Moreover, the challenge

       QtNative.loadBundledLibraries();
       QtNative.loadQtLibraries();

also did not solve the problem. Good. Okay. We climb into the sorts of creating a constructor. By exception, we quickly find the method:

static void init_platform(const QString &pluginArgument, const QString &platformPluginPath, const QString &platformThemeName, int &argc, char **argv)
{
    // Split into platform name and arguments
    QStringList arguments = pluginArgument.split(QLatin1Char(':'));
    const QString name = arguments.takeFirst().toLower();
    QString argumentsKey = name;
    argumentsKey[0] = argumentsKey.at(0).toUpper();
    arguments.append(QLibraryInfo::platformPluginArguments(argumentsKey));
   // Create the platform integration.
    QGuiApplicationPrivate::platform_integration = QPlatformIntegrationFactory::create(name, arguments, argc, argv, platformPluginPath);
    if (QGuiApplicationPrivate::platform_integration) {
        QGuiApplicationPrivate::platform_name = new QString(name);
    } else {
        QStringList keys = QPlatformIntegrationFactory::keys(platformPluginPath);
        QString fatalMessage
                = QStringLiteral("This application failed to start because it could not find or load the Qt platform plugin \"%1\".\n\n").arg(name);
       ....

Good.
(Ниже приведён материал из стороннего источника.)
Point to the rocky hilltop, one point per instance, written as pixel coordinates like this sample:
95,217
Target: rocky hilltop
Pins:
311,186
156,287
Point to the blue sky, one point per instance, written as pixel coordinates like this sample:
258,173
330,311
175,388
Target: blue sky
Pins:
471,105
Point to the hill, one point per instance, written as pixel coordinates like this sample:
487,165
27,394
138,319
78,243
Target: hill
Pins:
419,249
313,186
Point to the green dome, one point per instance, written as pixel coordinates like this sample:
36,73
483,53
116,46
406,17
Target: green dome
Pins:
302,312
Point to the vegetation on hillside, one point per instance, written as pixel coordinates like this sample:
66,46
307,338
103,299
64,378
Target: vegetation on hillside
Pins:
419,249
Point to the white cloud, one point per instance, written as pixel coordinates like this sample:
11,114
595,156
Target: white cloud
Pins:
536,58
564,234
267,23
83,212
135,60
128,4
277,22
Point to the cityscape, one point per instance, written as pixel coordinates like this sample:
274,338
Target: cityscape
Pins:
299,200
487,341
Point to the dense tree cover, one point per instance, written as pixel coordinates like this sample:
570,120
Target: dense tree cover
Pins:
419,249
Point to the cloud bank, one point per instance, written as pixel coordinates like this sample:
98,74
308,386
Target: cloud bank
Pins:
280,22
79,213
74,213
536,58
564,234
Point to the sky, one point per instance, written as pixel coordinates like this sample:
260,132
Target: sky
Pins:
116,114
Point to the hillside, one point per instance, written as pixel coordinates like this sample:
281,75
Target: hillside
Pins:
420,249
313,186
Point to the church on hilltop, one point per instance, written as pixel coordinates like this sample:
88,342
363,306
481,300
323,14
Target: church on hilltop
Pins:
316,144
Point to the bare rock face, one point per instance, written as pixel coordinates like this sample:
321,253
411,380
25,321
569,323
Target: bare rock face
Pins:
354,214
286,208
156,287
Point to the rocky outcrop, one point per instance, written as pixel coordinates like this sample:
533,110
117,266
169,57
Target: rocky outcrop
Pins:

We are looking for where this method is called from:

void QGuiApplicationPrivate::createPlatformIntegration()
{
    // Use the Qt menus by default. Platform plugins that
    // want to enable a native menu implementation can clear
    // this flag.
    QCoreApplication::setAttribute(Qt::AA_DontUseNativeMenuBar, true);
    // Load the platform integration
    QString platformPluginPath = QLatin1String(qgetenv("QT_QPA_PLATFORM_PLUGIN_PATH"));
    QByteArray platformName;
#ifdef QT_QPA_DEFAULT_PLATFORM_NAME
    platformName = QT_QPA_DEFAULT_PLATFORM_NAME;
#endif
    QByteArray platformNameEnv = qgetenv("QT_QPA_PLATFORM");
    if (!platformNameEnv.isEmpty()) {
        platformName = platformNameEnv;
    }
    QString platformThemeName = QString::fromLocal8Bit(qgetenv("QT_QPA_PLATFORMTHEME"));
    // Get command line params
    QString icon;
    int j = argc ? 1 : 0;
    for (int i=1; i

То бишь, нам можно через argc и argv передать аргументы, где надо искать этот плагин. Сразу оговорюсь, я пробовал в дебаггере qt запускать приложение под андроид, и там argc и argv соответственно равны: 1 и имя_нашей_библиотеки_которую_собирает_qt, но никак не плагин. Попробуем присвоить argc и argv соответствующие значения:

char *SDKEnvironment::argv[] = {"-platform libplugins_platforms_android_libqtforandroid.so:plugins/platforms/android/libqtforandroid.so -platformpluginpath /data/app-lib/папка_для_jniLibs"};

Неа, не сработало.

Решение


Честно говоря, сроки поджимают, а дальше заниматься изучением что и где не сработало — у меня нету силвремени. Решение, которое мне помогло, следующее:

  1. Создадим в qt не apk, не so, а aar. Для этого идём в qt creator и находим gradle файл, а в нём меняем строчку apply plugin: 'com.android.applicatioin' на apply plugin: 'com.android.library' . Таким образом мы создаём aar файл, а не apk
  2. Теперь добавим его в наше приложение в андроид студии. Идём в New->Module выбираем import aar, затем правой кнопкой мышки щёлкаем на наш модуль, выбиараем Open Module Settings, идём во вкладку dependency и добавляем зависимость к qtному модулю

Затем я перенёс всё jni, которое было у меня в андроид студии, в qt. Попробовал снова создать QApplication — и всё заработало.

Резюме


Я почти что уверен, что есть и другой способ решить эту проблему. Если кто-нибудь укажет, где я ошибся — то было бы просто замечательно. В интернете я не нашёл решения проблемы, поэтому предлагаю своё.